Appendix 3: Interview protocol (teachers)

1. 1.

   I want to start by talking about the examples (items, cases) you use during your lessons to introduce/discuss a specific topic. How do you choose these examples you are going to present to your students? (present examples from my observations).

2. 2.

   Still about that, one of the findings from my observations is that usually teachers do not expend a lot of time having in-depth discussions about these examples; that is, they usually move very quickly throughout the examples during the lessons. What do you think of that? Is that usually a reality for you?

   • If yes, why do you think that happens? Is it a personal choice (a personal view on what science teaching should be about) or are there other factors influencing your approach?

   • If no, how do you plan your lessons to ensure you will have these in-depth discussions with your students?

3. 3.

   Do you think this lack of in-depth discussions about the examples can influence students’ views about how the scientific community works, such as how scientists work and who they are?

   • Do you think learning about these things is relevant to your students? Why?

   • For you, what are the most important things for students to learn in your lessons (e.g. content, applications of science, how science works etc.)?

4. 4.

   Still talking about this idea of how science works, do you think that some specific topics in the science curriculum are more open to this type of discussion than others? Could you give some examples from your own experience? (present examples from my observations).

5. 5.

   Do you think there is any difference in relation to teaching about how science works in relation to sets and/or age groups (KS3 and KS4)? Could you give examples from your own experience? (present examples from my observations).

6. 6.

   Another overall finding from my research is that teachers usually make a lot of connections between the topic they are teaching, other subjects, students’ previous knowledge or personal interests, everyday life etc. That means that these science lessons are usually very open for students’ questions and also that teachers are always asking their students questions as well. How important is this scenario for your practice? Why?

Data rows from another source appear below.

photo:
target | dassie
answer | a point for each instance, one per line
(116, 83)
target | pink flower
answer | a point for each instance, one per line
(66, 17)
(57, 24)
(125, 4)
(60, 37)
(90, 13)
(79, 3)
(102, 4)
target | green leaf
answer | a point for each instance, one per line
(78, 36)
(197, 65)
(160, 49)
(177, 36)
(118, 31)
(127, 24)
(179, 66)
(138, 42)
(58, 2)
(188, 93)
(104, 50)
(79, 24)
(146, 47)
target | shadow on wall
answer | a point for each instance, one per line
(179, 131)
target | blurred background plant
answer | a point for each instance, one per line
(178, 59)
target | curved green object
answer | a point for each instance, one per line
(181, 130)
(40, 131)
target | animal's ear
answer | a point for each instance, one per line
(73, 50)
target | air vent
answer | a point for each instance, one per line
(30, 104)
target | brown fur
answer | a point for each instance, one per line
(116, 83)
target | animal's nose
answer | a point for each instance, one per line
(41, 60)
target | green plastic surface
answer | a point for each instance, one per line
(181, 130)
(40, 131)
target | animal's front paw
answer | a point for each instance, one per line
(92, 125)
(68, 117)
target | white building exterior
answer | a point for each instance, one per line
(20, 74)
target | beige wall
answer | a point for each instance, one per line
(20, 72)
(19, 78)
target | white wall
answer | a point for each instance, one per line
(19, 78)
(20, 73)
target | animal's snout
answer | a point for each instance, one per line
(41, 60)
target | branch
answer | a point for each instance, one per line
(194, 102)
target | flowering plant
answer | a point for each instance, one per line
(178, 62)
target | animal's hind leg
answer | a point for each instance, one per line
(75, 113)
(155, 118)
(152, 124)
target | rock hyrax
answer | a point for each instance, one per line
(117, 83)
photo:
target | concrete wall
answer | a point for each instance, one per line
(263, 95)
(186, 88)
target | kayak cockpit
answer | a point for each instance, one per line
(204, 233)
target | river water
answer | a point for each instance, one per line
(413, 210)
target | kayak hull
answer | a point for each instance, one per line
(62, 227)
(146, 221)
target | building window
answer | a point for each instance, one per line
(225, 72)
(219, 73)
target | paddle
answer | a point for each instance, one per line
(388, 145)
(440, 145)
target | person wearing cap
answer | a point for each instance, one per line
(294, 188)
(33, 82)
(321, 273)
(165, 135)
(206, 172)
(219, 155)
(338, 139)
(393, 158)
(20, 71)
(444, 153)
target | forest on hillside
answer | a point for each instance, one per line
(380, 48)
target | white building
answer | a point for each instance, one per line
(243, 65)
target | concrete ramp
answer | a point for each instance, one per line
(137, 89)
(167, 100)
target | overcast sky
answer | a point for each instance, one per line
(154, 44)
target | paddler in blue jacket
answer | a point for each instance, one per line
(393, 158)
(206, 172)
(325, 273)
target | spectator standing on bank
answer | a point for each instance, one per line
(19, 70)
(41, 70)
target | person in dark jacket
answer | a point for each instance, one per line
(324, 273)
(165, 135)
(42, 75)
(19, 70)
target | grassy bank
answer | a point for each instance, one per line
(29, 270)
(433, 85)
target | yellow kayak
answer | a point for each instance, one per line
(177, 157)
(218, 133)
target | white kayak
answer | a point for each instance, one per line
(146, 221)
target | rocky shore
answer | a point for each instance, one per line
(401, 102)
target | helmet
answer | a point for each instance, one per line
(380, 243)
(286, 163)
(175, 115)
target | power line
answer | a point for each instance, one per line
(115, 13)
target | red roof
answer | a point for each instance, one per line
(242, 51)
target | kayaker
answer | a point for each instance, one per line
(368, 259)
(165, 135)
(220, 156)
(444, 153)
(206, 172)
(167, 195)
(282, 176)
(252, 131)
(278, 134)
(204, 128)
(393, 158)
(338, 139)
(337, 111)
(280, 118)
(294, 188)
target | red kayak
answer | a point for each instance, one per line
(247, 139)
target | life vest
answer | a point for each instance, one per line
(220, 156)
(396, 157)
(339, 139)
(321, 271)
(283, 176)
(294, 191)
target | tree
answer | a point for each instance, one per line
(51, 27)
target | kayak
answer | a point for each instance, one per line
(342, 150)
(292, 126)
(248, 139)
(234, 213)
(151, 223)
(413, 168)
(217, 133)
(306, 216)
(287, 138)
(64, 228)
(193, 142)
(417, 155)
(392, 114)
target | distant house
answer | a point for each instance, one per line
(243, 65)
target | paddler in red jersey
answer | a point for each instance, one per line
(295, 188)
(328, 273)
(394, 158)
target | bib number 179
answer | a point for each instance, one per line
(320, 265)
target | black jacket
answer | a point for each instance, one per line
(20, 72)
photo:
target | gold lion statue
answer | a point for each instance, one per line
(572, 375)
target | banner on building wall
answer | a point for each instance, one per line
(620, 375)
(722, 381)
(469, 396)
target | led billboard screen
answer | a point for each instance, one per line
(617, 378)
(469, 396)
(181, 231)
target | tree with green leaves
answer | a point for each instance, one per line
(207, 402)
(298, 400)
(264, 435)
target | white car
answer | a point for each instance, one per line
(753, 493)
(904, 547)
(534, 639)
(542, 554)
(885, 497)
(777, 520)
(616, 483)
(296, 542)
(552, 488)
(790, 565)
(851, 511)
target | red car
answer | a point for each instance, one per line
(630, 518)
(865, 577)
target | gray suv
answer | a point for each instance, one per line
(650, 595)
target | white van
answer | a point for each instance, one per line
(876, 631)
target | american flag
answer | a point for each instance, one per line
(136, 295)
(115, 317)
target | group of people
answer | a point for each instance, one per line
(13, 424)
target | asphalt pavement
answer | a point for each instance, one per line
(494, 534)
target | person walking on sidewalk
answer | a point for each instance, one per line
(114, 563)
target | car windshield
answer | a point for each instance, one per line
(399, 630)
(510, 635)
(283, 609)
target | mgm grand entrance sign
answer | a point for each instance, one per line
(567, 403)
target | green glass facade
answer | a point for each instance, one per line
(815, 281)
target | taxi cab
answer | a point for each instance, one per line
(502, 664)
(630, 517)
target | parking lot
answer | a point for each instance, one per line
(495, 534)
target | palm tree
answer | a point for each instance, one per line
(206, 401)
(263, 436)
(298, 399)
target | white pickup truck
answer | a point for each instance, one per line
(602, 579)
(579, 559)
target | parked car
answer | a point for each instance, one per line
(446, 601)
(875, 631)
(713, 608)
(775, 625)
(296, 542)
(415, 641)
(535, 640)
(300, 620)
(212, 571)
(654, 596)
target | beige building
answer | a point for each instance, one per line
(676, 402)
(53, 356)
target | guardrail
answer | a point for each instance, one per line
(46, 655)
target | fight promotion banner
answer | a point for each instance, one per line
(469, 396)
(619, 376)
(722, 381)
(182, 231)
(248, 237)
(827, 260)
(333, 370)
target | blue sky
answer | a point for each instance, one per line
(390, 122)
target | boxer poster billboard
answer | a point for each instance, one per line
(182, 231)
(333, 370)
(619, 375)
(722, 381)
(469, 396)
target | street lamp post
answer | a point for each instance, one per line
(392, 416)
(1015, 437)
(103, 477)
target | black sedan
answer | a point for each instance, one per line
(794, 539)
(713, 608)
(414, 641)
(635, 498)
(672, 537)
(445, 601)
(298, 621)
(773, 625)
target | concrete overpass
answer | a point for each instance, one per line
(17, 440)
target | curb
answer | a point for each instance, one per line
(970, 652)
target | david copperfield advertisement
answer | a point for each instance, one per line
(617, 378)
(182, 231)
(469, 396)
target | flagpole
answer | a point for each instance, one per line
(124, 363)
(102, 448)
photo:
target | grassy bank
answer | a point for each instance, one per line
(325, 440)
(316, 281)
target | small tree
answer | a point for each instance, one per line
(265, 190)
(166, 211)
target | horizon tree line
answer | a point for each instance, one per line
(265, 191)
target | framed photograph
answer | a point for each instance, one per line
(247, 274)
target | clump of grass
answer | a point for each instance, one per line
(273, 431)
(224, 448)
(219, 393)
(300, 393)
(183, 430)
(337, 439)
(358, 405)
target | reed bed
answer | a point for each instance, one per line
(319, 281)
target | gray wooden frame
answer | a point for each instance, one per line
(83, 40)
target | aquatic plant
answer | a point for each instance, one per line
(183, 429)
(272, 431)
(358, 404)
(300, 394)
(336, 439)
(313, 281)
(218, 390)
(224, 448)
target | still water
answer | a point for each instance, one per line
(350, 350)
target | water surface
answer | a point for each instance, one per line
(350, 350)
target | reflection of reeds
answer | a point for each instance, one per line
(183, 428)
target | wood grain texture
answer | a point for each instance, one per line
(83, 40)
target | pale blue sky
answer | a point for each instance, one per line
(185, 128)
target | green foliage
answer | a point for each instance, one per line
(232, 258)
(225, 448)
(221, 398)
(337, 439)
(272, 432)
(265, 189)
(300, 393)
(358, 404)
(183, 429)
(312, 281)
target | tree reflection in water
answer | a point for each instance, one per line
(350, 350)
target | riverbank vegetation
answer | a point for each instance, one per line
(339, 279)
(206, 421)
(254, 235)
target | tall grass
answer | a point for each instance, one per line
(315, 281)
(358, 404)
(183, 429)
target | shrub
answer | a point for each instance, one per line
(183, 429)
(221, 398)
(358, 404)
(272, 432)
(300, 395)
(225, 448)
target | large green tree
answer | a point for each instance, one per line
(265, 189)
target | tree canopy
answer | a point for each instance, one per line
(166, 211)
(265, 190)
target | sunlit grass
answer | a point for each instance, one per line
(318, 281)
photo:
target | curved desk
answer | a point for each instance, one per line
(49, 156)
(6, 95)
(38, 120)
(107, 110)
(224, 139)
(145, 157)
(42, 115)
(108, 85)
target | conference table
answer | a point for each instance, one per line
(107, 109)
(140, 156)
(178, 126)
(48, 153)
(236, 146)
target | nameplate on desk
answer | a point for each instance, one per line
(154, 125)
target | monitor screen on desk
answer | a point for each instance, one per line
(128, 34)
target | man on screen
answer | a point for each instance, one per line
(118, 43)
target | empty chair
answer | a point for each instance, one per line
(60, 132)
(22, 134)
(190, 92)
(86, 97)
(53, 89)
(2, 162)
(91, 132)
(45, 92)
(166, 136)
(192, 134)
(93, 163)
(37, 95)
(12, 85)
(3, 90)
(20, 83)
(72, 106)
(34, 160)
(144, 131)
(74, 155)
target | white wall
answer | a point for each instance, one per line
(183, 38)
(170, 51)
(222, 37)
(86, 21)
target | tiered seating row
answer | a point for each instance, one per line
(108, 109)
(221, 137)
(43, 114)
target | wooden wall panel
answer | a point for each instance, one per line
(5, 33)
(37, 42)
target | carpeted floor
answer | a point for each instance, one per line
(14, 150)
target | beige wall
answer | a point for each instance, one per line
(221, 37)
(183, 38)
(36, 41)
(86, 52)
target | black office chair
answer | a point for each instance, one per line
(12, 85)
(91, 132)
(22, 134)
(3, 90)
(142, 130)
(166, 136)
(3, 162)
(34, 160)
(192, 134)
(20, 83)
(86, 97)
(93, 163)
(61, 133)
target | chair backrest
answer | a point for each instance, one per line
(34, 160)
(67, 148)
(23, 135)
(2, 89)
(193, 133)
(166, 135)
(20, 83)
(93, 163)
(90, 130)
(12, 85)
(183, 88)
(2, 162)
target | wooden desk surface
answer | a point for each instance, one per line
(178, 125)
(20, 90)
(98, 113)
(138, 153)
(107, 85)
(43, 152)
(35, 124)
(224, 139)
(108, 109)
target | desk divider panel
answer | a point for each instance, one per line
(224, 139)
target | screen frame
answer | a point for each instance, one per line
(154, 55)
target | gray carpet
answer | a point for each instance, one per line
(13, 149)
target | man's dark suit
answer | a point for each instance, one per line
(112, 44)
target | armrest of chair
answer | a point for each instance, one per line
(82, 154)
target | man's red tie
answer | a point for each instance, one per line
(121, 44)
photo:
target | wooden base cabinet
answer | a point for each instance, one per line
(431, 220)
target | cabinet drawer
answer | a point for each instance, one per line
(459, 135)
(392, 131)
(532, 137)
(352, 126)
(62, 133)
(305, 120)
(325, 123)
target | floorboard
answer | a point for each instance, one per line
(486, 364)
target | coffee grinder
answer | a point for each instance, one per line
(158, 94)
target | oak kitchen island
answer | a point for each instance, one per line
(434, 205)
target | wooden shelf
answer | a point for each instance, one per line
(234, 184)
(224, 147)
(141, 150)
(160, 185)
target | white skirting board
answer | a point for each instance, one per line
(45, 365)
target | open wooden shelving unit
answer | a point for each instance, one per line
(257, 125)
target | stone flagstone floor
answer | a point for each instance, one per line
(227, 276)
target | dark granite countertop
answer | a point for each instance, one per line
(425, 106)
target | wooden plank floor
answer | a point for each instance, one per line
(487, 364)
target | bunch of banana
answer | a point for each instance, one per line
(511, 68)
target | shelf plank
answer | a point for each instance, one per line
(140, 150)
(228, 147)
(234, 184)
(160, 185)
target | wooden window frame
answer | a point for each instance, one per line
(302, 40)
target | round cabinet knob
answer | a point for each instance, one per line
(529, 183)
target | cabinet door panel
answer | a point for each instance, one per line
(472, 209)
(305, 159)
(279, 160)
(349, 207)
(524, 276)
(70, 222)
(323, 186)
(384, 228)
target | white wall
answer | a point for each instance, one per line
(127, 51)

   • What you do say about making connections between the topic and other cultures (including your students’ own backgrounds) or historical contexts? Is that relevant for your practice? Do you take this idea into account when thinking about your lesson? (present examples from my observations).

7. 7.

   One of the questionnaires I applied to your students was connected to their knowledge about scientists and different countries’ contributions to science. As an overall finding, there seems to be a large disconnection between remembering the names of scientists and actually remembering the work they have done and their origins (present my graph about scientists). Why do you think that happens?

8. 8.

   Do you think the introduction of these discussions about scientists and their work (that is, History of Science) is relevant to your students? Why?

   • If yes, what do you feel the main obstacles for doing that are?

9. 9.

   Another finding from this questionnaire is the lack of diversity in students’ knowledge about scientists and countries in science, both in terms of the scientists they cited (gender, race, ethnicity) and the countries they considered as relevant to science in the past and nowadays (present my graphs about scientists and countries). Why do you think that happens?

10. 10.

    Do you agree that we still have a problem with representation of scientists and cultures in school science? Why?

    • If yes, what do you think the main impacts of this scenario on students are?

    • Thinking again on my previous question about using examples from different cultures in your lessons, do you feel able to tackle this problem while planning and teaching your lessons (curriculum/time constraints, lack of materials etc.)? Why/How?